Investors should be looking at cryptocurrencies in the new year with high inflation and more modest stock gains looking ahead, said Anastasia Amoroso, chief investment strategist at iCapital Network.
“The 60/40 portfolio is just not going to be enough to beat inflation and deliver returns,” Amoroso said on Bloomberg.
“The thing you might want to do is peel a little bit from the 60 and allocate to something like cryptocurrencies, because if the portfolio has a chance of beating inflation, you have to have hypergrowth in the portfolio.”
Amoroso noted the significant rise in cryptocurrencies this year, saying that Bitcoin has “classic inflation-hedging characteristics,” including its limited supply of 21 million alongside growing demand.
Following this week’s losses, Bitcoin is now up 100% so far this year while Ether 475%. Altcoins meanwhile have recorded insane gains with notable mentions including AXS (21,447%), FTM (11,414%), SAND (11,074%), SOL (10,965%), RGT (9,197%), MATIC (8,708%), and LUNA (6,356%).
The total cryptocurrency market cap has surpassed $3 trillion, up from $1.25 trillion in July this year and $135 billion in March 2020.
Amoroso likened digital coins' potential to the early days of Netflix Inc. and Facebook, saying that investors should consider crypto's network value.
“It's all about adoption.
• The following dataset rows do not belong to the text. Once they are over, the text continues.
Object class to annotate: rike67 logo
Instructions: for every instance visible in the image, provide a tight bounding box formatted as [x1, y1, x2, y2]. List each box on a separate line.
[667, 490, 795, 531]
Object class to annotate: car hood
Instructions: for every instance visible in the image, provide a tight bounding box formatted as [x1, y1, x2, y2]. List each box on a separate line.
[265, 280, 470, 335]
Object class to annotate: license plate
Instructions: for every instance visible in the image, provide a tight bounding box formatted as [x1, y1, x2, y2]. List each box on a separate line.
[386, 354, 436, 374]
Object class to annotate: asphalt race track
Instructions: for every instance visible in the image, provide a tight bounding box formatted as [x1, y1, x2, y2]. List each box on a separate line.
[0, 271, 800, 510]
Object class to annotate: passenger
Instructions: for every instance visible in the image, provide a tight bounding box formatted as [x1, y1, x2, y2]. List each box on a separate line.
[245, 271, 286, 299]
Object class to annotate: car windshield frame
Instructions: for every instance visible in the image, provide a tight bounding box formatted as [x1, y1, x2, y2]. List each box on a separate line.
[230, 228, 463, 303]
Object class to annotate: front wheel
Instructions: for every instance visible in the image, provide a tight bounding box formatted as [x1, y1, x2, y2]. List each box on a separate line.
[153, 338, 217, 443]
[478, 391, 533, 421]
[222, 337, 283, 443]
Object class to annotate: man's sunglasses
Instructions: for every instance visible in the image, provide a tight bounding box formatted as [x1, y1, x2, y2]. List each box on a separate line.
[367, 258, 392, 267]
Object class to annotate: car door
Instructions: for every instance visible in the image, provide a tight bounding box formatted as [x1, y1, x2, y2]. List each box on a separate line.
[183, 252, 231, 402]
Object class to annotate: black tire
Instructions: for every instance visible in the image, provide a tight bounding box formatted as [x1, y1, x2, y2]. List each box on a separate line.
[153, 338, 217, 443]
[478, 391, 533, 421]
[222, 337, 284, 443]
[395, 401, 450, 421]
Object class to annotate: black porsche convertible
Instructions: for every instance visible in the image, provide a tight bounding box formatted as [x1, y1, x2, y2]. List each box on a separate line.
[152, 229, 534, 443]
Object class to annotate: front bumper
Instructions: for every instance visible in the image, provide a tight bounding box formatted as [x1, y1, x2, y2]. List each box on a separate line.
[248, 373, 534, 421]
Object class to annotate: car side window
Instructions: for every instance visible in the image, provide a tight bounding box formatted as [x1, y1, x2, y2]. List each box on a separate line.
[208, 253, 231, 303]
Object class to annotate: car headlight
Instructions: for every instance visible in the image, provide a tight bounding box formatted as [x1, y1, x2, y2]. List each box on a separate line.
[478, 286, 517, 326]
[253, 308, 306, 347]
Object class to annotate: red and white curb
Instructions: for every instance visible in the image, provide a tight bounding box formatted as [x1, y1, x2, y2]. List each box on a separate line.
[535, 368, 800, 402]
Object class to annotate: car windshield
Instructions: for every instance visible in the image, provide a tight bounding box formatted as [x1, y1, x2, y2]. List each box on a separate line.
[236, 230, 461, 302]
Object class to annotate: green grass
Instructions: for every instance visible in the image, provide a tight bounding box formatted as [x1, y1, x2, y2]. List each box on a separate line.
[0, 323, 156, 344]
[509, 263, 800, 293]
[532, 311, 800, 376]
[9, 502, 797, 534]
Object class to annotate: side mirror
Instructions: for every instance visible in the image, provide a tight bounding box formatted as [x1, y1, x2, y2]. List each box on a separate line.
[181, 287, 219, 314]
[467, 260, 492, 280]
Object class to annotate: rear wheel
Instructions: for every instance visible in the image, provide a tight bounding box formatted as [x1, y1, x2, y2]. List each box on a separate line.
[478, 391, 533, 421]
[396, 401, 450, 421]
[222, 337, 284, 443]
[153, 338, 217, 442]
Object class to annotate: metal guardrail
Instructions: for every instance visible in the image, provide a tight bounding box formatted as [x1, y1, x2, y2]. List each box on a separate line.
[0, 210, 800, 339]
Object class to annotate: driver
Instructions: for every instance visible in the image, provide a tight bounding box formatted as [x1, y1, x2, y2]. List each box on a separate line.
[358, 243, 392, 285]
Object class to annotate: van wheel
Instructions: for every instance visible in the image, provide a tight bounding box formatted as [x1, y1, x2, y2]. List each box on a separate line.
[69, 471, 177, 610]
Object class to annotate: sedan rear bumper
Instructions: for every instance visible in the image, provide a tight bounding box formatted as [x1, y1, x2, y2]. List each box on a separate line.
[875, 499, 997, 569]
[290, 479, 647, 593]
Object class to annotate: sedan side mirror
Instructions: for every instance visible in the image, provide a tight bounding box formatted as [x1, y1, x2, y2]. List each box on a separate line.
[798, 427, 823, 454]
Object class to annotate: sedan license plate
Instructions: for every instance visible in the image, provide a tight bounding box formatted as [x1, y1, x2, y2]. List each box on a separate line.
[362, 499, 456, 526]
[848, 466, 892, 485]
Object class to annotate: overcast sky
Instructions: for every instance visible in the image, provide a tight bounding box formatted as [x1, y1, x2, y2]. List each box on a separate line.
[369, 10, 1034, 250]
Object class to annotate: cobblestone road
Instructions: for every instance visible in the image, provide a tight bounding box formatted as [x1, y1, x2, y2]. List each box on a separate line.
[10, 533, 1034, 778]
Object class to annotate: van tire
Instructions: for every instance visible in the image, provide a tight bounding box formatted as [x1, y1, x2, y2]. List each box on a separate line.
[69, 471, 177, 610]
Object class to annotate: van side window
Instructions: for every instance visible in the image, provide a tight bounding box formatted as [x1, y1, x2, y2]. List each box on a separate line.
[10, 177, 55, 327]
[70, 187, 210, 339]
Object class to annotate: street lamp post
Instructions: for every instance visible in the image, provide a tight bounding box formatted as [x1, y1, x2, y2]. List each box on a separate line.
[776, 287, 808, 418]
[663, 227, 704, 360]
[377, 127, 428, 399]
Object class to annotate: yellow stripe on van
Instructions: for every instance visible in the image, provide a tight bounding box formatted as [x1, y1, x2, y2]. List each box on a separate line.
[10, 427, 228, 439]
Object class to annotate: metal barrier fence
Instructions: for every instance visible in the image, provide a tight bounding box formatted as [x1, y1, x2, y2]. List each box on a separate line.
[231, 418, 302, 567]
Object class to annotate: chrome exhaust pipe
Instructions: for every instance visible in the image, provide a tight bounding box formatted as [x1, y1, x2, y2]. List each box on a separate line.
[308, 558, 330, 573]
It's about the number of new wallets. The number of new addresses and we've seen that number surge this year.”
“I think there's a lot more potential ahead.”
Meanwhile, the traditional safe haven asset gold has barely seen much gains as it ranges since hitting its all-time high at $2,075 in August last year, just up 8% from its previous peak in late 2011.
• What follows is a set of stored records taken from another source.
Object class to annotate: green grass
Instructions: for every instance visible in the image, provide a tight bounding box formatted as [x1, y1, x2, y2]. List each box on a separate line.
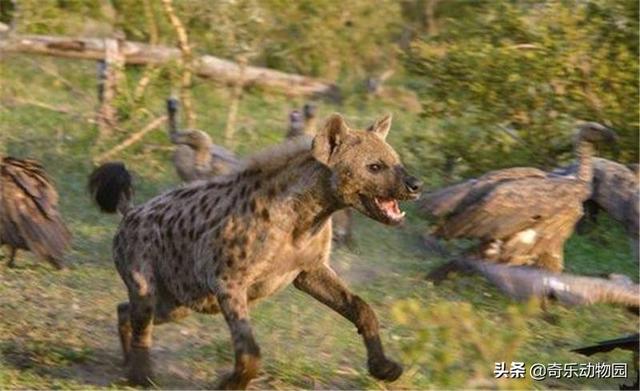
[0, 57, 638, 389]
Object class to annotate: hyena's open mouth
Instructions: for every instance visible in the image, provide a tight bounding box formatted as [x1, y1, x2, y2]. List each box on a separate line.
[360, 195, 405, 225]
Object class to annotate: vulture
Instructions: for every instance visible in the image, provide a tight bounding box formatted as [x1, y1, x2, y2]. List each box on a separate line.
[553, 158, 640, 253]
[167, 98, 241, 182]
[421, 122, 616, 272]
[572, 333, 640, 390]
[0, 157, 71, 269]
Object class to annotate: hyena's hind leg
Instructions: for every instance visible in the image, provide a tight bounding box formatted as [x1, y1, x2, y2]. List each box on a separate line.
[125, 294, 155, 386]
[117, 301, 131, 365]
[117, 292, 190, 376]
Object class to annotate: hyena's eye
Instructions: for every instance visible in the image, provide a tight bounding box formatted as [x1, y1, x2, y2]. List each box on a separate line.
[367, 163, 384, 172]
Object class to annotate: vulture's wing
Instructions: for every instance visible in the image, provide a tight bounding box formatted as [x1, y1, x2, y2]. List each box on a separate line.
[420, 167, 546, 217]
[0, 157, 71, 259]
[436, 177, 583, 239]
[572, 334, 640, 356]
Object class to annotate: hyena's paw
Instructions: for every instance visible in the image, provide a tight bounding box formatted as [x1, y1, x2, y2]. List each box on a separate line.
[213, 371, 249, 390]
[127, 348, 153, 387]
[369, 357, 402, 381]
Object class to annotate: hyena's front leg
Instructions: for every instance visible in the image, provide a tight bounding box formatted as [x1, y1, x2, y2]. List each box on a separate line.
[216, 289, 260, 390]
[293, 265, 402, 381]
[117, 301, 131, 365]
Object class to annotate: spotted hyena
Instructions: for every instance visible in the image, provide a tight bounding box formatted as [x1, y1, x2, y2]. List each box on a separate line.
[92, 114, 421, 388]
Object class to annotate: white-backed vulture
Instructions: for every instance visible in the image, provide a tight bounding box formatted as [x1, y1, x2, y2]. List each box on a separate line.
[167, 98, 241, 182]
[554, 158, 640, 244]
[0, 157, 71, 269]
[421, 122, 616, 272]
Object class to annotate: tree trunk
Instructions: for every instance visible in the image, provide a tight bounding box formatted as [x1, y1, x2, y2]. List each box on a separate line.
[0, 35, 338, 97]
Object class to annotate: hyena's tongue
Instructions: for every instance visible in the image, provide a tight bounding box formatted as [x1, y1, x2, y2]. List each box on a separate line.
[376, 198, 404, 220]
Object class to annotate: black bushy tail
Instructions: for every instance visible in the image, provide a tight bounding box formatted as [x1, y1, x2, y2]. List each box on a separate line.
[89, 162, 133, 215]
[167, 97, 179, 135]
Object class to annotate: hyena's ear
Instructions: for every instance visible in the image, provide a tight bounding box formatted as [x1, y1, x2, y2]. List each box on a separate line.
[311, 113, 349, 165]
[367, 114, 391, 140]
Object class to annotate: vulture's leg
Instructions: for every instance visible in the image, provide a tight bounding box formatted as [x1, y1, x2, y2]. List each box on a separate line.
[426, 259, 473, 284]
[7, 246, 18, 267]
[47, 257, 66, 270]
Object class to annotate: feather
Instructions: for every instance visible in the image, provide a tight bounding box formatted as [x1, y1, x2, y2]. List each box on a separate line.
[0, 157, 71, 266]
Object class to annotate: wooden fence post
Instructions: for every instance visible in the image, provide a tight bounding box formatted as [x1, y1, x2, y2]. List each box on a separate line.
[96, 38, 125, 141]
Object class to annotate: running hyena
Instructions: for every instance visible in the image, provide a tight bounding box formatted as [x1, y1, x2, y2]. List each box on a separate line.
[91, 114, 422, 388]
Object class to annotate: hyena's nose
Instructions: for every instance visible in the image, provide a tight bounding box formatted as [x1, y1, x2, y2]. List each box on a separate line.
[404, 176, 422, 193]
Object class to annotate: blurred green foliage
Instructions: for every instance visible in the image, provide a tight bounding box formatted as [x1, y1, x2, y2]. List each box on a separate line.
[8, 0, 639, 183]
[405, 0, 638, 175]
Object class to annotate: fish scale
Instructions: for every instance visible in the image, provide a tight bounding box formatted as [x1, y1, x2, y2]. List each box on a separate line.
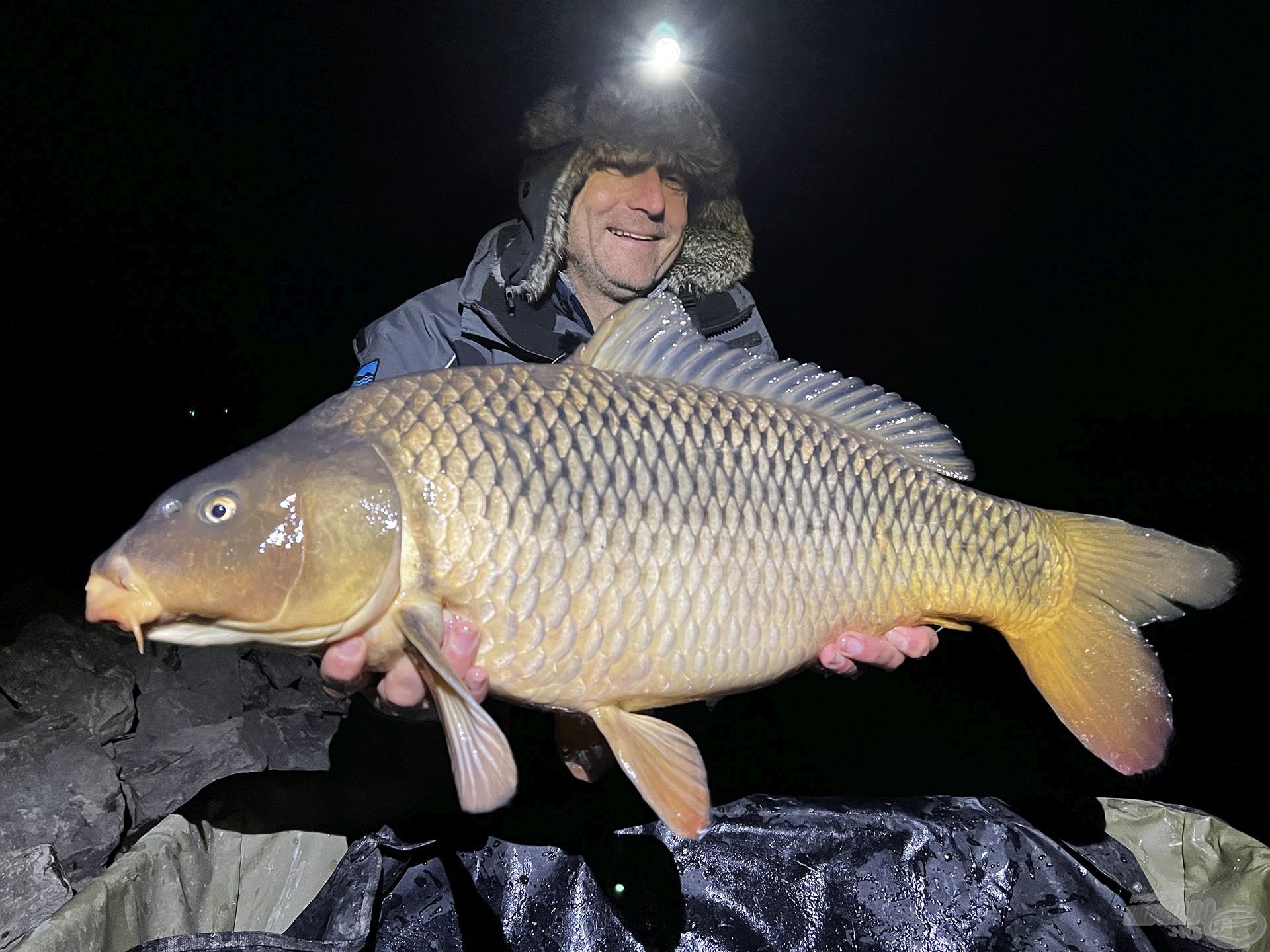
[330, 364, 1053, 709]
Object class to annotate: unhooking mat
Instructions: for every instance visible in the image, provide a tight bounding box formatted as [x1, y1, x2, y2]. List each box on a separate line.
[21, 797, 1270, 952]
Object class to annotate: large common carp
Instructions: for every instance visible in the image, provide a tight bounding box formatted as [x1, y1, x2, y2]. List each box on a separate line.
[87, 298, 1234, 835]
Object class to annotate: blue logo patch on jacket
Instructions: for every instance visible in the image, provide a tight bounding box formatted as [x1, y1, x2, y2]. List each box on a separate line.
[353, 360, 380, 387]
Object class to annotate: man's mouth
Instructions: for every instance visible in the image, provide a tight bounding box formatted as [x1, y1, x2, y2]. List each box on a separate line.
[609, 229, 660, 241]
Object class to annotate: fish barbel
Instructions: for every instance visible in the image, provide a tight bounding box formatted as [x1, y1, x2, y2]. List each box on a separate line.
[87, 298, 1234, 835]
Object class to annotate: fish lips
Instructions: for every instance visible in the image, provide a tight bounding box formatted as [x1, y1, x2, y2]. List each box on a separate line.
[84, 553, 174, 649]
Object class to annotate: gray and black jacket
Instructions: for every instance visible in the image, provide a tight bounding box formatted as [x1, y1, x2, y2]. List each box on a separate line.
[353, 221, 776, 385]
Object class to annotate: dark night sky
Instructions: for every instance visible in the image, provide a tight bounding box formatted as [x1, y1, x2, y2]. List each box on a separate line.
[4, 0, 1270, 839]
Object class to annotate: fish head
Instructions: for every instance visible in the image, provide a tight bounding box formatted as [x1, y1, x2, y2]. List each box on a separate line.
[85, 426, 402, 647]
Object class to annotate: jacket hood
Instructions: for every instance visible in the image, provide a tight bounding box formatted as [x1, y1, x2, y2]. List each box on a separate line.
[508, 72, 754, 302]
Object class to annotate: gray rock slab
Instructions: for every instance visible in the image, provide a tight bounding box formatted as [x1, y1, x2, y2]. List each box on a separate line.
[0, 614, 136, 744]
[0, 843, 73, 952]
[0, 715, 126, 882]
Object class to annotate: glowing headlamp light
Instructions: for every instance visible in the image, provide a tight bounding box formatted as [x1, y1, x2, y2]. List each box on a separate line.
[644, 20, 683, 80]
As of writing, the bullion is trading at $1,852 per ounce, up 7.57% in Q2 but down 1.82% YTD.
Traders and investors are caught between concerns over broadening inflationary risks and the prospects of interest rate hikes earlier than expected. The acceleration in consumer prices has heightened concerns that inflation could stay high well into next year.
“While elevated inflation has enticed strong buying interest in gold, expectations of policy normalization by the U.S. Fed and other major central banks amid a sharp recovery in growth remains the key headwind for the metal,” said Sugandha Sachdeva, vice president of commodity & currency research at Religare Broking.
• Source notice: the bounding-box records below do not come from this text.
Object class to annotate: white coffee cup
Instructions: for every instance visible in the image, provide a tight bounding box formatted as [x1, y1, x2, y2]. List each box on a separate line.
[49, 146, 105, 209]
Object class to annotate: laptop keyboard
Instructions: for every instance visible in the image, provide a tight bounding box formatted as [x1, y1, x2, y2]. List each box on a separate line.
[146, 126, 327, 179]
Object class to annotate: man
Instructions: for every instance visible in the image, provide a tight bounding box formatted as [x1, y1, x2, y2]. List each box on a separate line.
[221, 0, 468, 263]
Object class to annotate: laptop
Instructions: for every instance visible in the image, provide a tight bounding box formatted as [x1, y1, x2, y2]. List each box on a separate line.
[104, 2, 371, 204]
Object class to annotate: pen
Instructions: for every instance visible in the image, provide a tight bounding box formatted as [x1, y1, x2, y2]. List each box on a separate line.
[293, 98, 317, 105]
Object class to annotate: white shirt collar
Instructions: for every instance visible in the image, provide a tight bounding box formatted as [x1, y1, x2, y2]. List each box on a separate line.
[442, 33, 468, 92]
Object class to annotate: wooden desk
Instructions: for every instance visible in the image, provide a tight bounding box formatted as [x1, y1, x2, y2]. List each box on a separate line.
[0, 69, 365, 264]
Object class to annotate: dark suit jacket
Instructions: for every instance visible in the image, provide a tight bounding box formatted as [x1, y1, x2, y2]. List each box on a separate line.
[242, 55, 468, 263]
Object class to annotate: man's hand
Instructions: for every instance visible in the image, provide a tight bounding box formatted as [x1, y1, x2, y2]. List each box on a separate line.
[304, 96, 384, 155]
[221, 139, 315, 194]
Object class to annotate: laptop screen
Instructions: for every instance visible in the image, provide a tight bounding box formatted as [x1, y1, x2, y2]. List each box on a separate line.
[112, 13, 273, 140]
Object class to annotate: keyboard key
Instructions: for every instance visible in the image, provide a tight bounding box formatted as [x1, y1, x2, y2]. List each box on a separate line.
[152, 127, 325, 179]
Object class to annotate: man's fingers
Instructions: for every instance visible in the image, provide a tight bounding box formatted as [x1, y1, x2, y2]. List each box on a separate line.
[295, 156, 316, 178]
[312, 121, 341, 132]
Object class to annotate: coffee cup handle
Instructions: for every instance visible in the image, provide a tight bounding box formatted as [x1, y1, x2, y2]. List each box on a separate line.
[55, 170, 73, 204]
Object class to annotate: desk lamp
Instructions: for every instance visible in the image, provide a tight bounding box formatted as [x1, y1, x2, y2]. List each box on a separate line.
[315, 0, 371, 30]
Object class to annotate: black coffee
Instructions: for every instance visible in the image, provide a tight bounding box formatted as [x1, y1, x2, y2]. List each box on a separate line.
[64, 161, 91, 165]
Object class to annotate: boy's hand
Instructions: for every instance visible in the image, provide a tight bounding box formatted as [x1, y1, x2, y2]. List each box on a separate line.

JPMorgan meanwhile said on Friday that it is expecting fiat currencies in Europe, Africa, and the Middle East to suffer due to the prospect of higher core bond yields in developed markets.
“The global inflation narrative is shifting from ‘temporary' to ‘permanent,' raising the prospect of a sharp adjustment in core yields,” JPMorgan's Saad Siddiqui said in a note to clients. “EM FX is unlikely to escape unscathed in this scenario.”